2 files changed, 399 insertions, 4 deletions
diff --git a/dev/README.md b/dev/README.md
index 0c6b8020f1..0a6b196ec0 100644
--- a/dev/README.md
+++ b/dev/README.md
@@ -22,14 +22,12 @@
 | [`dev/doc/changes.md`](doc/changes.md) | (partial) Per-version summary of the evolution of Coq ML source |
 | [`dev/doc/style.txt`](doc/style.txt) | A few style recommendations for writing Coq ML files |
 | [`dev/doc/debugging.md`](doc/debugging.md) | Help for debugging or profiling |
-| [`dev/doc/universes.txt`](doc/universes.txt) |  Help for debugging universes |
-| [`dev/doc/extensions.txt`](doc/extensions.txt) | Some help about TACTIC EXTEND |
-| [`dev/doc/perf-analysis`](doc/perf-analysis)|  Analysis of perfs measured on the compilation of user contribs |
+| [`dev/doc/universes.md`](doc/universes.md) |  Help for debugging universes |
 | [`dev/doc/econstr.md`](doc/econstr.md) | Describes `Econstr`, implementation of treatment of `evar` in the engine |
 | [`dev/doc/primproj.md`](doc/primproj.md) | Describes primitive projections |
+| [`dev/doc/parsing.md`](doc/parsing.md) | Grammar and parsing overview |
 | [`dev/doc/proof-engine.md`](doc/proof-engine.md) | Tutorial on new proof engine |
 | [`dev/doc/xml-protocol.md`](doc/xml-protocol.md) | XML protocol that coqtop and IDEs use to communicate |
-| [`dev/doc/MERGING.md`](doc/MERGING.md) |  How pull requests should be merged into `master` |
 | [`dev/doc/release-process.md`](doc/release-process.md) | Process of creating a new Coq release |
 
 
diff --git a/dev/doc/parsing.md b/dev/doc/parsing.md
new file mode 100644
index 0000000000..f8b4537e77
--- /dev/null
+++ b/dev/doc/parsing.md
@@ -0,0 +1,397 @@
+# Parsing
+
+Coq's parser is based on Camlp5 using an extensible grammar.  Somewhat helpful
+Camlp5 documentation is available [here](http://camlp5.github.io/doc/htmlc/grammars.html).

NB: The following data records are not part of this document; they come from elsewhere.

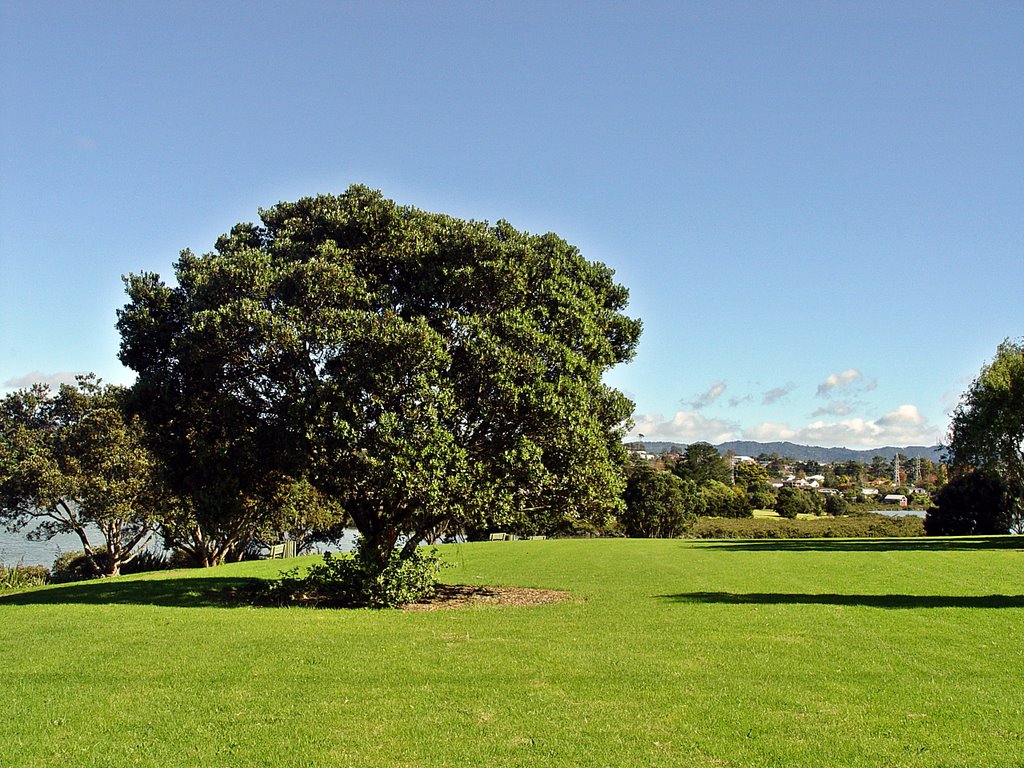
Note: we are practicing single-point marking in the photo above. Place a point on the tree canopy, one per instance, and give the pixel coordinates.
(977, 503)
(72, 462)
(701, 463)
(418, 370)
(658, 505)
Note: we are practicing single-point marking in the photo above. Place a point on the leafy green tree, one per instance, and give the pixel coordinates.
(977, 503)
(421, 371)
(987, 428)
(755, 481)
(720, 500)
(793, 502)
(73, 461)
(658, 505)
(835, 505)
(701, 463)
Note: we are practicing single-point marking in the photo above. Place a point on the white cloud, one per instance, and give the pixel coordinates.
(904, 426)
(38, 377)
(685, 426)
(713, 393)
(841, 381)
(774, 395)
(834, 409)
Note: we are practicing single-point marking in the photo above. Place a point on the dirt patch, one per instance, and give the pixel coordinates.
(461, 596)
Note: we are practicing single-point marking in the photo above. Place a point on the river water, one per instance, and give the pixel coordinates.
(16, 549)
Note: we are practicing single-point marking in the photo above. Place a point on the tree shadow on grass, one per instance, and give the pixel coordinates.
(903, 544)
(870, 601)
(172, 592)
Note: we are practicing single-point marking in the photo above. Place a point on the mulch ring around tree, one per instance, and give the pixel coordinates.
(450, 596)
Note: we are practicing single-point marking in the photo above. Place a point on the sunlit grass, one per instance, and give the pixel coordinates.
(812, 652)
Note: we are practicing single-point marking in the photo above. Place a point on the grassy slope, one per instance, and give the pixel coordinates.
(896, 652)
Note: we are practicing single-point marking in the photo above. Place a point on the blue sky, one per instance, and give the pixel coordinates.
(816, 207)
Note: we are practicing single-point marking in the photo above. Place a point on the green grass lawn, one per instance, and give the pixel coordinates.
(808, 652)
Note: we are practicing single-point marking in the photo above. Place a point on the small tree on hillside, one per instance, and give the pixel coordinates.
(793, 502)
(73, 461)
(658, 505)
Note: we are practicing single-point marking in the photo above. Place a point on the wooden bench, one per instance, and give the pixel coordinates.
(282, 550)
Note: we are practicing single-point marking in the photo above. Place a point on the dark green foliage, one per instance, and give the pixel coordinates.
(720, 500)
(74, 460)
(423, 373)
(836, 505)
(356, 581)
(987, 428)
(701, 463)
(976, 503)
(828, 527)
(75, 566)
(658, 505)
(793, 502)
(22, 577)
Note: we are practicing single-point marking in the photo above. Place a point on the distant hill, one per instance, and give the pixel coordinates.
(806, 453)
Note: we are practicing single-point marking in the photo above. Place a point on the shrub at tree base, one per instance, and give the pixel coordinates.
(840, 527)
(75, 566)
(357, 581)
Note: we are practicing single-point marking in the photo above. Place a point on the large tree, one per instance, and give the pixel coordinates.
(976, 503)
(73, 463)
(421, 371)
(987, 428)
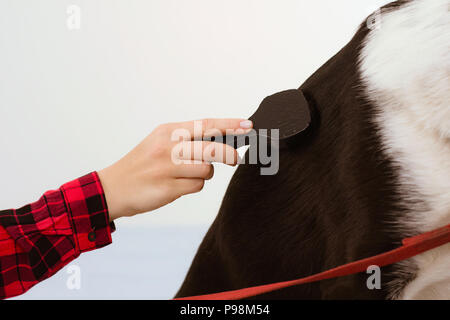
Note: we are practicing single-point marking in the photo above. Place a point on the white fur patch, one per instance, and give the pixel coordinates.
(405, 65)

+However, the Camlp5 code has been copied into the Coq source tree and may differ
+from the Camlp5 release.
+
+Notable attributes of the parser include:
+
+* The grammar is extensible at run time.  This is essential for supporting notations
+  and optionally-loaded plugins that extend the grammar.
+
+* The grammar is split into multiple source files.  Nonterminals can be local to a file
+  or global.
+
+* While 95% of the nonterminals and almost all the productions are defined in the grammar,
+  a few are defined directly in OCaml code.  Since many developers have worked on the parser
+  over the years, this code can be idiosyncratic, reflecting various coding styles.
+
+* The parser is a recursive descent parser that, by default, only looks at the next token
+  to make a parsing decision.  It's possible to hand-code additional lookahead where
+  necessary by writing OCaml code.
+
+* There's no code that checks whether a grammar is ambiguous or whether every production
+  can be recognized.  Developers who modify the grammar may, in some cases, need to structure their
+  added productions in specific ways to ensure that their additions are parsable and that they
+  don't break existing productions.
+
+## Contents ##
+
+- [Grammars: `*.mlg` File Structure](#grammars-mlg-file-structure)
+- [Grammars: Nonterminals and Productions](#grammars-nonterminals-and-productions)
+  - [Alternate production syntax](#alternate-production-syntax)
+- [Usage notes](#usage-notes)
+  - [Other components](#other-components)
+  - [Parsing productions](#parsing-productions)
+  - [Lookahead](#lookahead)
+
+## Grammars: `*.mlg` File Structure ##
+
+Grammars are defined in `*.mlg` files, which `coqpp` compiles into `*.ml` files at build time.
+`coqpp` code is in the `coqpp` directory.  `coqpp` uses yacc and lex to parse the grammar files.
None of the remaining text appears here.